I'd like to think the world has space for a fluffy little geek, but ultimately, there is a professional expectation of a woman to be a certain way in the workplace, and so that way I will be.


  1. I'm not sure I agree, hon.

    I think perhaps if you're tweeting "professionally" then absolutely needs separating out. But for me, my output is my output, it's me. If people don't like it, they can stop following, it's their loss.

    Perhaps it's different when you've got thousands rather than dozens of followers; but first and foremost I write for me, people can follow or not as they see fit, I really don't care. Speaking purely personally.

  2. I have two Twitter accounts, but I only ever tweet from @socialtechno. Simply because what started as a 'work' account turned into my 'connecting with brilliant people who can help me enjoy improving the world' account, and sometimes that involves kittens and unicorns and what new music I'm listening to, dammit!

    I invite you to turn one of your thoughts around, (as indeed Cougar did) and see that people who follow you are your guests. My advice to n00bs on Twitter is always "read interesting people, and try to share interesting things". It's good to be defined by what holds your attention and arouses your emotions, and to allow others to do the same.

    Twitter is a river, and the best way to enjoy it is to let it flow by. I follow some brilliant people who occasionally get on hobby horses I don't enjoy, but I hardly ever feel it's so intense that I have to unfollow. Be yourself, and let the rest of us make our minds up.

  3. Hmmmm. The main problem is, friends unfollowed my 'professional' account because it bored them to tears. So the social bit of the media became consumed.

    I've just had a fascinating conversation with a girl who's been involved heavily in the student protests, I think. She raises the point that she is now piercingly aware that should a future employer Google her, she is in danger of being judged for her actions this year, and not for the way in which she will develop and grow as a person in the future.

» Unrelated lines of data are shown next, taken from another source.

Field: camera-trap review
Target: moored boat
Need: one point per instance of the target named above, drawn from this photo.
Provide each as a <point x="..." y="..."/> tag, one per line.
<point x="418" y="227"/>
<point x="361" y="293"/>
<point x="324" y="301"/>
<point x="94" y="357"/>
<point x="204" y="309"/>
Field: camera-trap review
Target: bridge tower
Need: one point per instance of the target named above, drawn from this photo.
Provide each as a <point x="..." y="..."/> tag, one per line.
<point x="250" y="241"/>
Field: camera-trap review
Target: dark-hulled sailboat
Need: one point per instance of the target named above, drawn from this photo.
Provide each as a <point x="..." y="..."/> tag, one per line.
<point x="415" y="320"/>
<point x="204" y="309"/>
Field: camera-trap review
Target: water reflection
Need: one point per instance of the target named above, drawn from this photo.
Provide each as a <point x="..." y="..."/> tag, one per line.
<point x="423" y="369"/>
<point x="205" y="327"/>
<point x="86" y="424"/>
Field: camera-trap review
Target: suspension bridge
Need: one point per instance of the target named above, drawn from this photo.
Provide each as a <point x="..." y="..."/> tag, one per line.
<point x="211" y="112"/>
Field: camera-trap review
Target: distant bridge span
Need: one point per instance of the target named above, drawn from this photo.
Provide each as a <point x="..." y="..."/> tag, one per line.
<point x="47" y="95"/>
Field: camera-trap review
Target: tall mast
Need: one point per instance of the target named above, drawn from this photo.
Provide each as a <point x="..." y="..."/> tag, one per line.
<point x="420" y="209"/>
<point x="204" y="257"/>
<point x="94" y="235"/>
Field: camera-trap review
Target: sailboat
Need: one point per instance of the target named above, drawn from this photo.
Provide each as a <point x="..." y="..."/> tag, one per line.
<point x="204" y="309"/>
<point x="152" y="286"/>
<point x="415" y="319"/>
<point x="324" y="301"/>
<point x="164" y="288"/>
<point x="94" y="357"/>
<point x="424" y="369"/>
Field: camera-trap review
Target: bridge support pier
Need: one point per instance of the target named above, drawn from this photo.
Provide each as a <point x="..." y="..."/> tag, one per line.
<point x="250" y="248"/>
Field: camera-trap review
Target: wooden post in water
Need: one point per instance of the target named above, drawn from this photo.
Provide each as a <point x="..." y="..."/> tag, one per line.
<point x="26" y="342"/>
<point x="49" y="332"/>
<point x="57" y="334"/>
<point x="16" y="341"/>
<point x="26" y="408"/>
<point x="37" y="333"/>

    My argument to this would be - employers are just going to have to get with the programme and judge on current not past. Which re-applied back to me means.....

  4. Do your two personas follow each other?

  5. Dan> No, cos they're both me and I can keep track of what goes where. I'm using two different apps to access the accounts so there's no danger of misposting.
    It probably comes across as a complete ego trip, but it's helping me in other ways - there's a big difference in only following 250 ppl & managing to read every update from the people I am genuinely interested in and following 1500, some of whom I follow because am interested but don't necessarily want to see every update from.